Burnaby Hospital Phase 2: The Contract Is Cancelled, but Eby Still Calls It “Re-Paced”

Burnaby Hospital Phase 2 was supposed to deliver a 160-bed inpatient tower and cancer-care centre. The province cancelled the construction contract and now asks the public to accept softer language.

Global News reported that the provincial government has cancelled the multi-party Alliance contract for Phase 2 of the Burnaby Hospital redevelopment — the phase meant to add a new inpatient tower with 160 beds and a cancer-care centre. Budget 2026 had described the project as being “re-paced.” Hospital leaders and Burnaby officials are now dealing with something much harder than a calendar adjustment: a terminated construction contract and no confirmed start date.

The distinction matters. A delayed project keeps its delivery path intact. A cancelled contract pushes a major hospital expansion back into uncertainty. Global News reported that Burnaby Hospital Foundation president and CEO Kristy James said the hospital had been reassured the project was not cancelled, but that a terminated contract with no confirmed start date sounded like cancellation. The foundation also said the community had raised more than $55 million for the redevelopment.
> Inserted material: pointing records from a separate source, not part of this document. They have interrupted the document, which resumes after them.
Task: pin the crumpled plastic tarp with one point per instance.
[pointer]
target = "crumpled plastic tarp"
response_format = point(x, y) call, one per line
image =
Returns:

Infrastructure BC’s own February 2026 release said the business case for Phase 2 was approved in 2023 and that the project was being developed within an approved budget of $1.8 billion. It also said the project proposed a new BC Cancer centre, acute care tower, medical imaging department and other hospital services. This was not a vague idea on a wishlist; it was a major approved health-care project with a selected proponent team.

The City of Burnaby’s May 7 update shows why the cancellation landed so badly. Mayor Mike Hurley wrote that Burnaby Hospital was built in 1952 for a population of 58,000 and now serves more than 500,000 people across Burnaby and East Vancouver, with demand expected to keep rising. The city said Burnaby’s acute-care bed ratio is far below the B.C. average and warned that without Phase 2 the hospital cannot meet current demand, let alone future regional need.

Premier David Eby may say the province remains committed. Infrastructure Minister Bowinn Ma may call it re-pacing. But patients, donors and frontline staff need something more concrete: a protected budget, a new procurement path and a public construction start date.

This is the healthcare accountability problem in one file. The NDP promises capacity, announces historic spending, then retreats into euphemisms when fiscal pressure hits. A growing city does not get treated by press-release language. It needs beds, cancer care and construction that actually starts.

If Phase 2 is truly still alive, the province should publish the timeline now.